Quem nunca foi na biblioteca da escola atrás de um livro e ele estava alugado? Pois é, isso aconteceu comigo um tempo atrás. E nisso ficava indo na biblioteca todos os dias, duas vezes, durante os intervalos. E nessas idas e vindas, fiz amizade com os bibliotecários de lá. Uma amizade ainda não tão evoluída, laços não muito estreitos, mas não deixa de ser uma amizade.

Minha serie só pode alugar livros as sextas, o que realmente uma pena. E na maioria das vezes nas vésperas das sextas eu vou à biblioteca pra procurar um bom titulo para passar o fim de semana saboreando. E em uma dessa sextas da vida eu tive que faltar por motivos de força maior (um vídeo do meu canal do YouTube) e não pude alugar o livro que eu queria. Algumas vezes eu alugo o livro por mera curtição, pra ler quando tiver um tempo livrem, e outras vezes estamos querendo nos informar sobre algo, querendo entender alguma coisa e precisamos realmente alugar um livro. 

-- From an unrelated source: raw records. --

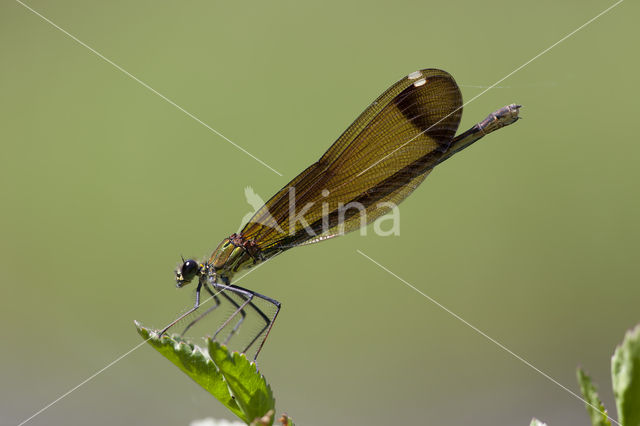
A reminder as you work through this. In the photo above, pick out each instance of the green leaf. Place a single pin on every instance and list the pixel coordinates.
(536, 422)
(195, 363)
(625, 374)
(286, 420)
(248, 386)
(596, 410)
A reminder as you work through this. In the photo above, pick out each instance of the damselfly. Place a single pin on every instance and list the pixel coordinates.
(374, 165)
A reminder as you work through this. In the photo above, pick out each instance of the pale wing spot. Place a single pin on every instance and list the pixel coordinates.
(419, 83)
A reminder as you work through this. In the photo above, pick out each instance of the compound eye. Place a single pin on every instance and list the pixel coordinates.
(189, 269)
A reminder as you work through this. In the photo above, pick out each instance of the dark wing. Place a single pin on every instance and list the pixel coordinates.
(381, 158)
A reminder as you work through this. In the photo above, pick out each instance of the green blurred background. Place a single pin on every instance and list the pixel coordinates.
(531, 235)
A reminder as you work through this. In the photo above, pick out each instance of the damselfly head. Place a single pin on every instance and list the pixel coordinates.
(186, 272)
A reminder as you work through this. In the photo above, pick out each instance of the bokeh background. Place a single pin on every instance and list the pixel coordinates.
(531, 235)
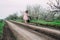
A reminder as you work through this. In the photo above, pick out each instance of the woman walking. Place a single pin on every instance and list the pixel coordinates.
(26, 16)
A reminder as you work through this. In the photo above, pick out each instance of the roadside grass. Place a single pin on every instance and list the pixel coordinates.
(55, 23)
(1, 29)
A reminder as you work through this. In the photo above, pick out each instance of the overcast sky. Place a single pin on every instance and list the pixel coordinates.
(8, 7)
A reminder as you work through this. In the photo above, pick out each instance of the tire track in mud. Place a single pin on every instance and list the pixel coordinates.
(8, 35)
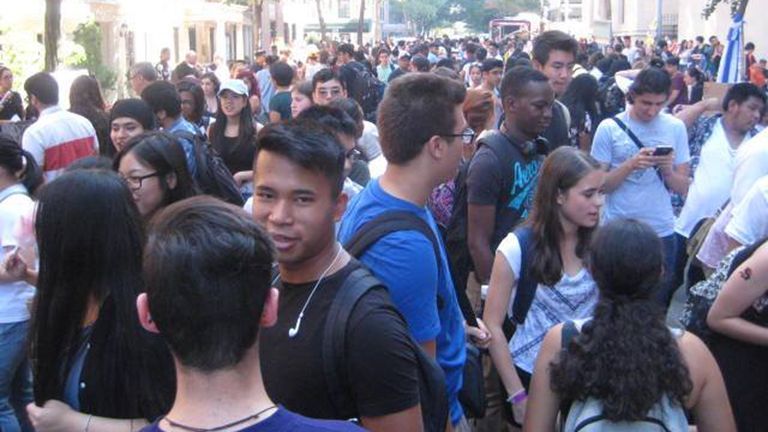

E foi na quarta feira, quando eu fui à biblioteca escolher, prematuramente, o titulo da vez, que eu me dei conta que a sexta seria um feriado. Eu estava com uma amiga minha na biblioteca e ela queria levar um livro, só que era uma quarta, sem contar do fato de a gente presenciar duas garotas que chegaram e perguntaram se poderiam levar livros e receberem um "não" dos bibliotecários.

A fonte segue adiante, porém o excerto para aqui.